Lindheim and Voss back to back at Grünerløkka beer fest this summer

 

Voss was represented by Jeanette Lillås and Dag Jørgensen, two fo the three who run the brewery. They have kept their day jobs, meaning they have hired people to do the brewing. They are still very much hands on, however, developing new beers and marketing what they have to offer. Voss is one of the rural communities where home brewing has been kept alive, and they use the local yeast kveik in several of their beers. The yeast has been tweaked a bit, and it now gives a more flavourful beer than when they first tried it out. Their Vossing beer has even more of the traditional, it is brewed with an infusion of juniper twigs, adding a wooden dryness to the beer. (For more on kveik and traditional brewing in Voss, check out Lars Marius Garshol’s fantastic blog. )

Voss also have an Eldhus series of beers. Eldhus are small buildings used for smoking meat, sausages etc, particularly mutton. Dag has another use for the Eldhus, he smokes hops. To make this even more exotic, they pick wild hops for this. A delicate smoky aroma is then transferred to the beer, much more discreet than when the malt is given the same treatment.

The beers from Lindheim and Voss are hard to find, in Oslo Cafe Sara is the most likely place, but Grünerløkka Brygghus or Crowbar have also had their beers. They do not bottle any of their beers today, Lindheim plan to start bottling next year. But they both have been successful in introducing growlers, meaning you can pop in on thursday or friday afternoon and have your growler filled with beers blow 4.7%, fresh from the tank.
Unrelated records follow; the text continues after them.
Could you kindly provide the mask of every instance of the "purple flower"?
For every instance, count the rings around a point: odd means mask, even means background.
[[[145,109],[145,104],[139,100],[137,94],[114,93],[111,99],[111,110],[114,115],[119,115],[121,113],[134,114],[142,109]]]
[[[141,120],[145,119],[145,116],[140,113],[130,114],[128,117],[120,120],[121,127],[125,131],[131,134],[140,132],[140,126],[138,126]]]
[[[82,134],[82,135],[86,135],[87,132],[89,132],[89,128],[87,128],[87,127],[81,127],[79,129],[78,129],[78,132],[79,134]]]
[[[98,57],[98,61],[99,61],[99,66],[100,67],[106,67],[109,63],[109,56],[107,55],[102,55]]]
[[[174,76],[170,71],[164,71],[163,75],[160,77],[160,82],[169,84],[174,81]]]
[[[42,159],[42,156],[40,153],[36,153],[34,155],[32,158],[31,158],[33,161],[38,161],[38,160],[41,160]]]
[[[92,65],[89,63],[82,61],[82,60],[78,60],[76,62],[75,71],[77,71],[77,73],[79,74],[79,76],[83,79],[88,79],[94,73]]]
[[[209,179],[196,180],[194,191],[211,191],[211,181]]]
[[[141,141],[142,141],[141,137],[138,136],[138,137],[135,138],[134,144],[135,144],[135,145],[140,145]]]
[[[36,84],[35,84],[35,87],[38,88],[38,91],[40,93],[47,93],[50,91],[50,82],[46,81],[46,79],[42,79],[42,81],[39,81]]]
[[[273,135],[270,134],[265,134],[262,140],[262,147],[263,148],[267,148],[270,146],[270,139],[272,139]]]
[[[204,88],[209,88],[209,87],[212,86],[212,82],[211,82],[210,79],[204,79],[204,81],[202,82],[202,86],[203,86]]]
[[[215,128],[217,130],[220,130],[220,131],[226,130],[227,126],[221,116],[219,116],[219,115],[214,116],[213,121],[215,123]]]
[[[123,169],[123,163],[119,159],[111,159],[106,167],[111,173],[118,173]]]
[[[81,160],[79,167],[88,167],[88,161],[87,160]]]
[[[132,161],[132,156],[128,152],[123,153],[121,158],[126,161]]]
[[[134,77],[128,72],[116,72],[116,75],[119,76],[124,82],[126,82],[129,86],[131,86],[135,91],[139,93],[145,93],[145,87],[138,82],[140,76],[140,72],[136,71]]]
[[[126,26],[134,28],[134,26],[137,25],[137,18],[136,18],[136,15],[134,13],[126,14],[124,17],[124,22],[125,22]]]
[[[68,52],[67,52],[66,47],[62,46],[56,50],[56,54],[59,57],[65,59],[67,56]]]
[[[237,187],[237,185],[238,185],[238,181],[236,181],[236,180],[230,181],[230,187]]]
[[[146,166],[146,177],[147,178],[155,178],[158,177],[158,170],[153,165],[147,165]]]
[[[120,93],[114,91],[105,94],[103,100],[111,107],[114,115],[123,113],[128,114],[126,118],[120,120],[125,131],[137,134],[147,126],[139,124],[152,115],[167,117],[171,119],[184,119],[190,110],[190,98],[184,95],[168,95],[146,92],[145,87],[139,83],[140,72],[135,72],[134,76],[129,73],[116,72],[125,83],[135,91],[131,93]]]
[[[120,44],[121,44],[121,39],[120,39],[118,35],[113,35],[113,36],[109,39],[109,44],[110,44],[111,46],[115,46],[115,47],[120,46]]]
The rest of the beer is kegged, and this has turned out to be a good format for distribution.

The second wave of Norwegian craft brewing is starting to come of age. I’m happy to see that some of them develop a clear profile. I think that will be needed in a market when everyone with a garage move from home brewing to selling their IPAs. You need a clear identity to survive. And I hope this identity will be mostly connected to unique beers, not just graphic profiles and good networking abilities.

And watch out for a Voss beer brewed with smalahove next year. That is cured and smoked sheep’s head. Extreme beers just got a new dimension.